Das Stadtparlament hat eine Finanzspritze von zwei Millionen Franken an die maroden Betreiberfirmen des Fussballstadions am Dienstagabend abgelehnt. Der Entscheid gegen die Finanzspritze im 63-köpfigen Stadtparlament fiel mit zwei Dritteln Nein-Stimmen deutlich aus. Lediglich einige FDP-Vertreter und die CVP sagten Ja zum Entschuldungsplan.

Die Geschäftsprüfungskommission (GPK) des St. Galler Stadtrates hatte dem Parlament empfohlen, die Finanzspritze nicht zu bewilligen. SP, Grüne und die SVP scheinen dieser Empfehlung geschlossen gefolgt zu sein.

Das Ende August vorgelegte Sanierungspaket "Futura" zur Rettung der AFG-Arena und des Ostschweizer Traditionsvereins sieht Finanzspitzen von 16 Millionen Franken vor. Die Stadt hätte zwei Millionen beisteuern sollen.
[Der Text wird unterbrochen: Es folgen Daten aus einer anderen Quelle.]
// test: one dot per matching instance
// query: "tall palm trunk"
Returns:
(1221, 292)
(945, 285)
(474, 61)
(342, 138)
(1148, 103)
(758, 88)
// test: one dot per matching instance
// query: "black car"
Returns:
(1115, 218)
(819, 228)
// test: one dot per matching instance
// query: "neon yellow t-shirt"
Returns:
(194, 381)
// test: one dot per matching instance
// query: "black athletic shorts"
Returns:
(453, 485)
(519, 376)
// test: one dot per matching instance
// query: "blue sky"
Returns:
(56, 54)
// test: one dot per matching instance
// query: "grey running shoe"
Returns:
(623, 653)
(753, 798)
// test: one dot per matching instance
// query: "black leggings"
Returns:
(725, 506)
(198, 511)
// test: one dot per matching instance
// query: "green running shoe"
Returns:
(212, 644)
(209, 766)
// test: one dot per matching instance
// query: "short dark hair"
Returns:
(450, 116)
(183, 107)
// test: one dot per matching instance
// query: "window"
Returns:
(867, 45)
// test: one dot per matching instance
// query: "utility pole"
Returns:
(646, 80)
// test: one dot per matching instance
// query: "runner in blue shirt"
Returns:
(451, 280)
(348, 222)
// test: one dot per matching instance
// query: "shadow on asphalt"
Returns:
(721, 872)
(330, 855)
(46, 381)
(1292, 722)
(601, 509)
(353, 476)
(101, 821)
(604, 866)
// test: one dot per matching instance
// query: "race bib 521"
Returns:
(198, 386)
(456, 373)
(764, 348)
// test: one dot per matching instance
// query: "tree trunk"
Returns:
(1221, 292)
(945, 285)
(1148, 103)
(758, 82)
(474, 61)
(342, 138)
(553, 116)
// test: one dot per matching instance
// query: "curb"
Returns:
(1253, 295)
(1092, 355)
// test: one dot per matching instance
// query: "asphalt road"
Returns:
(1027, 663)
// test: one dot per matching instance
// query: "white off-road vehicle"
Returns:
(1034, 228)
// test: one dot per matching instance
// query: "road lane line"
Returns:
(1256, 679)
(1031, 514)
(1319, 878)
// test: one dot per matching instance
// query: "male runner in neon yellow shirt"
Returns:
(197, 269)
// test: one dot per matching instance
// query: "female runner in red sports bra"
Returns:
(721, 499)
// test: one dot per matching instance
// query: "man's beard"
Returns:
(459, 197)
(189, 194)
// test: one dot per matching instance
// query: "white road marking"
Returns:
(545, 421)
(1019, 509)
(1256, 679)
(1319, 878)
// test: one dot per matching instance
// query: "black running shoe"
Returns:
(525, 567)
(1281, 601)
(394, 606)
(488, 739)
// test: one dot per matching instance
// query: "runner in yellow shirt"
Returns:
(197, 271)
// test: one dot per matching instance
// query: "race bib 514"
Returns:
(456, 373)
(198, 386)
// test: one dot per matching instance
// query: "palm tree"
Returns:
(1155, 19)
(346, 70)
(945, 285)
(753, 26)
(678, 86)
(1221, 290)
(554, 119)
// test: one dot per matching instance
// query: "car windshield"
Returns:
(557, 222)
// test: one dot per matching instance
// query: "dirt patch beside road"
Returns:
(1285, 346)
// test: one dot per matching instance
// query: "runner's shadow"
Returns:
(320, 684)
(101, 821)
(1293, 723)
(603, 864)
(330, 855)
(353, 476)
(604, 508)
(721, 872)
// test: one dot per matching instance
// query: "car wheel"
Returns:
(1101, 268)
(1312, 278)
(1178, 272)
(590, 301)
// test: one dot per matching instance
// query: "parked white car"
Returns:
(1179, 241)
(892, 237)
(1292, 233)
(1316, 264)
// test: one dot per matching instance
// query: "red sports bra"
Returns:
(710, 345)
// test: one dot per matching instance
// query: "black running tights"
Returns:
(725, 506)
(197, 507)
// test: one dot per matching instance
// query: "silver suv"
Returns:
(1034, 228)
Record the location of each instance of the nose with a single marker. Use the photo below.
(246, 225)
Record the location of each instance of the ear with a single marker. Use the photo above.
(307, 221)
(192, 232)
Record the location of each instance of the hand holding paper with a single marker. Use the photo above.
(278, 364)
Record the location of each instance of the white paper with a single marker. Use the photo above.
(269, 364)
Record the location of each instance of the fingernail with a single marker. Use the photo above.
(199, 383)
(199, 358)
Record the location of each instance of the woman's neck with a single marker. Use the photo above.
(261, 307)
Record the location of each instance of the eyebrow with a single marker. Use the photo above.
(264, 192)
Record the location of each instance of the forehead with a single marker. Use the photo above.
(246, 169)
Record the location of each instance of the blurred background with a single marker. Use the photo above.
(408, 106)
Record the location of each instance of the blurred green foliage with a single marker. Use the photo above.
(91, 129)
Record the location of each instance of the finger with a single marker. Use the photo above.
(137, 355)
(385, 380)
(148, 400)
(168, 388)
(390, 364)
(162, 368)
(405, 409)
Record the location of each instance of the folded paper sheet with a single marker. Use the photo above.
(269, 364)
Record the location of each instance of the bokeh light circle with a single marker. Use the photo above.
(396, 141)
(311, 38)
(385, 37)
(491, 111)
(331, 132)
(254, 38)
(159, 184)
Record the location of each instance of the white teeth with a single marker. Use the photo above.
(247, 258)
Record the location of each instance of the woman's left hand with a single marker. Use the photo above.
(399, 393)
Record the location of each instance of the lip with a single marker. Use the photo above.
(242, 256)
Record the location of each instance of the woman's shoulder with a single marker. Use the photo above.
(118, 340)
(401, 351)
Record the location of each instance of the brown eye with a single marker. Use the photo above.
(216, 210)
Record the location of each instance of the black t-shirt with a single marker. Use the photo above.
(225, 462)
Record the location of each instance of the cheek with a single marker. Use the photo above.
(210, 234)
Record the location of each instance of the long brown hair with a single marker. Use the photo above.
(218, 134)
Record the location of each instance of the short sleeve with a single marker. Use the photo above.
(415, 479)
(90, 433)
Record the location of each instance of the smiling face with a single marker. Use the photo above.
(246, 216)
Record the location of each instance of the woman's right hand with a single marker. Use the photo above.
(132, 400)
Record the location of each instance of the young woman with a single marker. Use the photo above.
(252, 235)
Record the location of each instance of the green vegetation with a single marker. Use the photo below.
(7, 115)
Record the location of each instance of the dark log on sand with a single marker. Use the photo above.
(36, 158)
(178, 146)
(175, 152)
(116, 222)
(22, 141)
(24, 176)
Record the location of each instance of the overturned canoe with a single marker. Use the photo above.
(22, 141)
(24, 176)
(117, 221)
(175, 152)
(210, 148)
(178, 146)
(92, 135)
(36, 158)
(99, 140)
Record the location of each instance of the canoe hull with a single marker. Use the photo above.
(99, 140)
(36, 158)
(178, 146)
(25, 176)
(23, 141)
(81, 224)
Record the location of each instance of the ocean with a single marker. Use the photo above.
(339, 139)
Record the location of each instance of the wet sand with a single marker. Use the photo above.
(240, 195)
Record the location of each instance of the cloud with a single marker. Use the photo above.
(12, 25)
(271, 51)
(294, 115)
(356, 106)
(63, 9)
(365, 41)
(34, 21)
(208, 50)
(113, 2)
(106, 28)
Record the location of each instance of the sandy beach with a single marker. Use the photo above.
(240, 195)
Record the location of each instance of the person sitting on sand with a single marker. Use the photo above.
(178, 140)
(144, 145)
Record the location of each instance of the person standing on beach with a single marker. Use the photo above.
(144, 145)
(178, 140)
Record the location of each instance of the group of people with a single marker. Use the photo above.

Der Kanton sollte sich mit vier Millionen Franken beteiligen. Ein Bankenkonsortium und private Investoren hätten je fünf Millionen beigesteuert, falls die öffentliche Hand den ersten Schritt gemacht hätte.

Am Desaster seien die Manager schuld, war der Tenor im St. Galler Rat. Misswirtschaft habe das Stadion und den ASL-Verein an den Rand des Ruins getrieben. Es gebe keinen Grund, dass die Steuerzahler dafür gerade stehen sollten, zumal sie mit der Schenkung des Baulandes im Wert von 42 Millionen Franken längst genug bezahlt hätten.

Weiteres Ungemacht droht auch von Finanzier Edgar Oehler, dem prominenten Sponsor und Förderer des FC St. Gallen. Oehler will sich aus dem Fussballgeschäft zurückziehen, falls der Verein in die 1. Liga absteigen sollte. Der Unternehmer will im Falle eines Zwangsabstieges nicht länger als Namensgeber für das Stadion auftreten. Die Firma AFG zahlt jährlich einen hohen siebenstelligen Betrag für das Namensrecht am St. Galler Stadion.